Claro, ninguém entendeu nada. Ainda faltavam 40 minutos, mas o objetivo era preparar o terreno. Adiantou o relógio e rezou. Dois companheiros da pelada entraram para votar e no final o alertaram para não se atrasar. Atirou-se sobre a dupla antes que falassem demais. Alguns minutos depois, iniciou o show. Aproveitou a sala vazia e começou a gritar “encerrou!”, “liberados!”. Alguns mesários não pensaram duas vezes e viraram fumaça, outros exigiram explicações e o vice precisou de água com açúcar. 

– Fechei a casa, coloquei a urna no Fusca e me mandei para o jogo – falou.

Os amigos Flavinho Botelho, Salim, Edmundo, Maurinho, Bocão e o saudoso Tony não entenderam nada quando Aranha entrou correndo no clube, carregando uma urna. Ofegante, ele convocou Benildo, o faz tudo do clube, e mais um grandalhão para tomarem conta do “saco”. Deu R$ 15 para cada e foi jogar, olho no padre e outro na missa. O campo estava um tapete e Aranha deixou o seu, de placa, logo aos cinco minutos. No fim da segunda partida, tomou banho e se mandou para entregar a urna no SESC, onde acontecia a apuração. 

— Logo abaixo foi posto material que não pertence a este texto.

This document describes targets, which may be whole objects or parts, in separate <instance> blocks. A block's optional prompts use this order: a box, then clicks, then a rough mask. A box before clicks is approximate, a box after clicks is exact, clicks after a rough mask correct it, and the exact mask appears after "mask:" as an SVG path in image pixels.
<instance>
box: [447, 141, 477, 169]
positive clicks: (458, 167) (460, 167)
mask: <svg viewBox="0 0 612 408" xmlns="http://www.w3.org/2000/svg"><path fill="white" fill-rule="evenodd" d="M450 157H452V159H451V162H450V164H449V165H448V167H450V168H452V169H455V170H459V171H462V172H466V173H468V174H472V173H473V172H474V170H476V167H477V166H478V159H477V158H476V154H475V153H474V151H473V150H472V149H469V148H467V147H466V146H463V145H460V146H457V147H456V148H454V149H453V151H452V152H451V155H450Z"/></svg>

– A contagem estava atrasada por minha causa e chegando lá quase fui preso – lamentou.

Após horas de confusão e a presença do pai, irado, constataram que a urna estava intacta. Aranha alegou problemas gástricos, enjoo e fortes dores de cabeça. Foi liberado e levou a maior bronca da vida. Completamente arrependido, ficou sozinho, encostado no Fusca. Arrasado, precisava de ombros amigos. E sabia onde encontrá-los! Entrou no carro, acelerou e ainda chegou a tempo do churrascão no Campestre.